Credit: Jennie Vallis/NPG

Whether there are critical periods — phases of heightened plasticity in response to stimuli — in the development of the mammalian olfactory system has been unclear, not least because this sensory system exhibits a high level of plasticity throughout an animal's lifespan. However, two new studies reveal a critical period in olfactory bulb development during which the glomerular map is established.

The axons of mammalian olfactory sensory neurons (OSNs) project from the nasal cavity to structures in the olfactory bulb, termed glomeruli. OSNs each express one type of olfactory receptor, and axons of OSNs expressing the same olfactory receptor type project to the same glomerulus. Thus, OSNs form a sensory map — the glomerular map — whereby odours can be characterized by the glomeruli that they activate. In mice, this map appears during the perinatal period.

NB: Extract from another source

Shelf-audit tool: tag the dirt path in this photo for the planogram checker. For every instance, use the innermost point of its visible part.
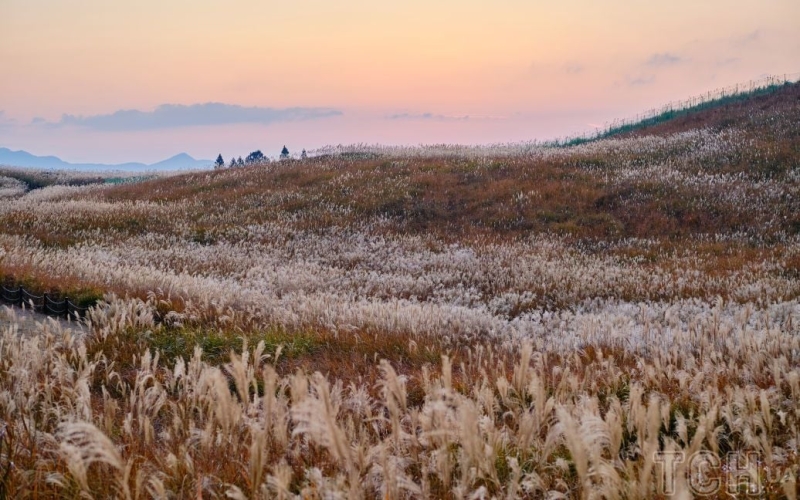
(31, 323)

To investigate whether there is a critical period in glomerular map formation, Ma and colleagues followed the expression of three different olfactory receptors in a transgenic mouse line in which OSNs ectopically expressed inward rectifier K+ channel Kir2.1 in the absence of doxycycline. Ectopic Kir2.1 expression suppressed OSN activity and disrupted the targeting of OSNs expressing the same type of olfactory receptor to the same glomerulus. Mice that were fed doxycycline to suppress ectopic OSN Kir2.1 expression from birth developed normal glomerular maps. However, suppression of such expression after postnatal day 7 (P7) was associated with abnormal glomerular map formation.

disruption of a developmental programme in OSNs ... during this time window disrupts glomerular map formation

These findings suggested that glomerular map formation is sensitive to disturbance of OSN neural activity between birth and P7. However, the authors found that mice in which lamin B receptor (LBR) was ectopically expressed in OSNs, leading to abnormal olfactory receptor gene expression, also showed abnormal glomeruli innervation and that suppressing LBR expression before but not after P7 enabled largely normal glomerular map formation. Thus, disruption of a developmental programme in OSNs — rather than suppression of neural activity per se — during this time window disrupts glomerular map formation.

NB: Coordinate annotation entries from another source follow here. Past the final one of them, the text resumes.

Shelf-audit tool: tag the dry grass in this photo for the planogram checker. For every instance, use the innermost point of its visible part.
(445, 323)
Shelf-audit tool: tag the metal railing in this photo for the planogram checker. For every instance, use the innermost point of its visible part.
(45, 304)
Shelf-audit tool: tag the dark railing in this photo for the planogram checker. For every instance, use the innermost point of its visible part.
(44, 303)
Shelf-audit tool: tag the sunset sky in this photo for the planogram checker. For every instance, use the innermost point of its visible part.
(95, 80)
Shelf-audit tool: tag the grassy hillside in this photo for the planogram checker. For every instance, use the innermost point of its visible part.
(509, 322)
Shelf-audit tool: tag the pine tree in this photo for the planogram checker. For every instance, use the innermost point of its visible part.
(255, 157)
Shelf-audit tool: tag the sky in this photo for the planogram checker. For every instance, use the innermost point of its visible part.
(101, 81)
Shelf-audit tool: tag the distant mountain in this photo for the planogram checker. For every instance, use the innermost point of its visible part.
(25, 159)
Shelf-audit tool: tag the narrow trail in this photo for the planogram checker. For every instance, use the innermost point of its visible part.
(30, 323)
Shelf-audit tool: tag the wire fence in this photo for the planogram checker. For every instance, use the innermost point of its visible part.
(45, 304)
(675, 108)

Tsai and Barnea investigated the existence of olfactory system critical periods by inducing the expression of a transgenic copy of the gene encoding the olfactory receptor MOR28 in a small proportion of OSNs and assessing the effects of such expression on OSNs that expressed this receptor endogenously. They showed that mice in which ectopic expression of transgenic MOR28 was induced before birth exhibited convergence of OSN axons expressing endogenous MOR28 on multiple glomeruli. By contrast, animals in which transgenic MOR28 was first expressed after birth showed no such misrouting of OSN axons expressing endogenous MOR28, again indicating that the glomerular map stabilizes at or shortly after birth in mice.

Finally, the authors showed that chemical ablation of OSNs in 2-month-old mice that expressed transgenic MOR28 from birth, but in which such expression was prevented thereafter, still led to misrouting of OSNs expressing endogenous MOR28, as the OSNs regenerated. This finding supports the idea that markers for OSN routing are put in place only during glomerular map formation.

The findings of these two studies thus provide evidence for a critical period in the development of the olfactory system in mice.